Steve Coleman, theorist and pure player, floats arpeggiated lines bent, Alexander Calder-like, to exacting geometrical shapes throughout Invisible Paths. "The Witness snakes alluringly. "Facing West reimagines post-bop in bright, bannering ragtags. "Clouds ascend breathily to a wispy beyond — horsetails into cirrostratus. Each essay solves its self-posed puzzle—sublime saxophonic sudoku. Coleman's arcs and patterns do fascinate: poised, placid, did we say pure?

Laura Toxvaerd, a young Dane, delivers a studio suite of blown/electronic miniatures and plays live pieces strung together for her debut no. 1. Studio tracks blare, oddly riveting and mechanistic, like Devo (eg, "Tin Soldier ) while her live bits (all under three minutes) warm before eyes, molasses chips melting to taffy. Toxvaerd's musical forbears range from unoiled industrial machinery to avian farmyard protestations. Quick-cut soundalikes run amok from acoustic (toxic Ayler shrieks, rampantly detuned Ornette Free Jazz, bassoonish buffoonery, Hemphill chorales, David Ware grit and Willem Breuker tonic shenanigans [half to full speed]) to some electronica (Mother Mallard, Supersax crushed in a 24-ounce tomato can [basil added]) and possibly beyond.


Tracks and Personnel

Ecstatic Nostalgia

Tracks: Introduction: Ode To Thelonious Monk; My Favorite Things; The Promise; Exotic Study; My Favorite Things; Blues For Everyday Life; Out Of Love.

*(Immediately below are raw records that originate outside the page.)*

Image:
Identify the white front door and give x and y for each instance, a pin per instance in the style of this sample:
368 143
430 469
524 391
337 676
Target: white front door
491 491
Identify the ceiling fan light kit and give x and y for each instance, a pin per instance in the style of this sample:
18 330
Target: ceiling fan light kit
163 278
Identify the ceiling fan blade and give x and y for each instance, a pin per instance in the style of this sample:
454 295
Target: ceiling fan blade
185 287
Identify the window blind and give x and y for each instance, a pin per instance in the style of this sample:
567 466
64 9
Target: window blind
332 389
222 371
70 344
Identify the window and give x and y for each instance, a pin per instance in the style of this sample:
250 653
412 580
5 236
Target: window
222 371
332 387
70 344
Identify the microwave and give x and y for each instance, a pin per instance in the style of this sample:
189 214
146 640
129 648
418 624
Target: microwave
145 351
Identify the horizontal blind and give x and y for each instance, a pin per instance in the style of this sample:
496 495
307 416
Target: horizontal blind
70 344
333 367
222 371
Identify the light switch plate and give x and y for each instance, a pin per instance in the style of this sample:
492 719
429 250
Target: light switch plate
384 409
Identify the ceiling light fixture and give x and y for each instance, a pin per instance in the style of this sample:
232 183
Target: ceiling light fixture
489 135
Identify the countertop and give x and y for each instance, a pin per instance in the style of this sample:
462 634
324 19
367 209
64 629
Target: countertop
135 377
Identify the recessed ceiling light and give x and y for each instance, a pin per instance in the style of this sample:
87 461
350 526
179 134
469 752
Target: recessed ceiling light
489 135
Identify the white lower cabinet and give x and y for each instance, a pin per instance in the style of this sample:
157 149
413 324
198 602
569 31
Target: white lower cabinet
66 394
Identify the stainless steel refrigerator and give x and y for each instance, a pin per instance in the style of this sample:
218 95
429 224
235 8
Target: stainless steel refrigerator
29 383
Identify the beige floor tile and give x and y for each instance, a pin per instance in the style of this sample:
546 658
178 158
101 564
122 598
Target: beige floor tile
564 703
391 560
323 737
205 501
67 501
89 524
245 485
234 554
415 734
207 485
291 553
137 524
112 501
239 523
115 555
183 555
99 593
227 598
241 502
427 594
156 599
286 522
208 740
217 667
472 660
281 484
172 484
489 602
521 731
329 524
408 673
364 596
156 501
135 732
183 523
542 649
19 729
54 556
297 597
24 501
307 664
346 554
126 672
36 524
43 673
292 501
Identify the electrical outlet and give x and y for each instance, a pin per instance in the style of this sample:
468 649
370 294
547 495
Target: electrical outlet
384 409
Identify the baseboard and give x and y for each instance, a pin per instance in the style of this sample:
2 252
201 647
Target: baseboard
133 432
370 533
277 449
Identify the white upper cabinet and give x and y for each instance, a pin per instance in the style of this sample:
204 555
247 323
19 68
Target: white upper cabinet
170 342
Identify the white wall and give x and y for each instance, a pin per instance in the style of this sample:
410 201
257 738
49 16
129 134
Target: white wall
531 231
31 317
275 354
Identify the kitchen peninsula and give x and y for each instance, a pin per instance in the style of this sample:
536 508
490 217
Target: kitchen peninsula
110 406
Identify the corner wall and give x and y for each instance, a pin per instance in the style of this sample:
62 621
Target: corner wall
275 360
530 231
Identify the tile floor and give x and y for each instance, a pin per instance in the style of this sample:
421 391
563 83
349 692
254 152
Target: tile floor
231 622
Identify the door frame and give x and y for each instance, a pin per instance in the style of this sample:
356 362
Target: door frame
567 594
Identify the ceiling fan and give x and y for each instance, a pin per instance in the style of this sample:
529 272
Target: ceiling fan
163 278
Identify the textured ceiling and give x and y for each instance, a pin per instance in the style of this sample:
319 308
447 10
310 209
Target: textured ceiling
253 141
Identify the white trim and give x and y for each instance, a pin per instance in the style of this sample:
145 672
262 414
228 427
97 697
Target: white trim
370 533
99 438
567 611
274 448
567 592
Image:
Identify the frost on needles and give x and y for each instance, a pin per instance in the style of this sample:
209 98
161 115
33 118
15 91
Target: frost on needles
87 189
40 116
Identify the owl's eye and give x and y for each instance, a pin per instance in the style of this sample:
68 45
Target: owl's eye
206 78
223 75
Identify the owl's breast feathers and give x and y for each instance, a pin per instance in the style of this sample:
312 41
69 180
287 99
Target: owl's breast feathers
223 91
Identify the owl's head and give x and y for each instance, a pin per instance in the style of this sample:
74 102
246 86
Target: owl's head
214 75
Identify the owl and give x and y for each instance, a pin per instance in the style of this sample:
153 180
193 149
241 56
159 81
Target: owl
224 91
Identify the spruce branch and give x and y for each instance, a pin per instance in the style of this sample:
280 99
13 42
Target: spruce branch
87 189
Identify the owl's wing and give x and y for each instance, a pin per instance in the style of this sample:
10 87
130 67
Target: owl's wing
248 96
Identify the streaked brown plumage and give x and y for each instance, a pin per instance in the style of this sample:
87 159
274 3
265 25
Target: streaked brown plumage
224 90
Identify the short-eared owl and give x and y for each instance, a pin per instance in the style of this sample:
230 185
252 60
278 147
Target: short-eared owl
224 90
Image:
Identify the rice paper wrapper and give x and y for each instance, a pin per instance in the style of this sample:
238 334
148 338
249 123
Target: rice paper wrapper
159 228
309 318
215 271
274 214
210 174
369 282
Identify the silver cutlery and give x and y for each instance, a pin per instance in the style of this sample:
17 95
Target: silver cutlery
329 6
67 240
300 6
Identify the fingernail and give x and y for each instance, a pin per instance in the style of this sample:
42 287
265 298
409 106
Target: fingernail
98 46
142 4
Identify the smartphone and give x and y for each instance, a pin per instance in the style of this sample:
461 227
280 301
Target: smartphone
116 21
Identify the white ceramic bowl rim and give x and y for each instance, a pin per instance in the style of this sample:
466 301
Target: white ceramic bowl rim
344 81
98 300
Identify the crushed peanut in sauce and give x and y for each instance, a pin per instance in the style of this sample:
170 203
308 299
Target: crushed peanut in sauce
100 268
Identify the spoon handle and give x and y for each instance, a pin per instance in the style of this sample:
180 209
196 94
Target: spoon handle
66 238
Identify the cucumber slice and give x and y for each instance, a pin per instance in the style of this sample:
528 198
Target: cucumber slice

Personnel: Sonny Simmons: alto saxophone

Invisible Paths: First Scattering

Tracks: Ascending Numeration: Reformed; Shift; Possession of Images; Negative Secondary; The Witness; Invisible Paths; Fundamental Disturbance I; Fecundation: 070118; Embodiment; Facing West; Clouds; Back at the Crib; Cardinal-Fixed-Mutable; Fundamental Disturbance II; Individualization; Fecundation: 070118 (Another View).

Personnel: Steve Coleman: alto saxophone.

no. 1

Tracks: Part I; Part II

Personnel: Laura Toxvaerd: alto saxophone.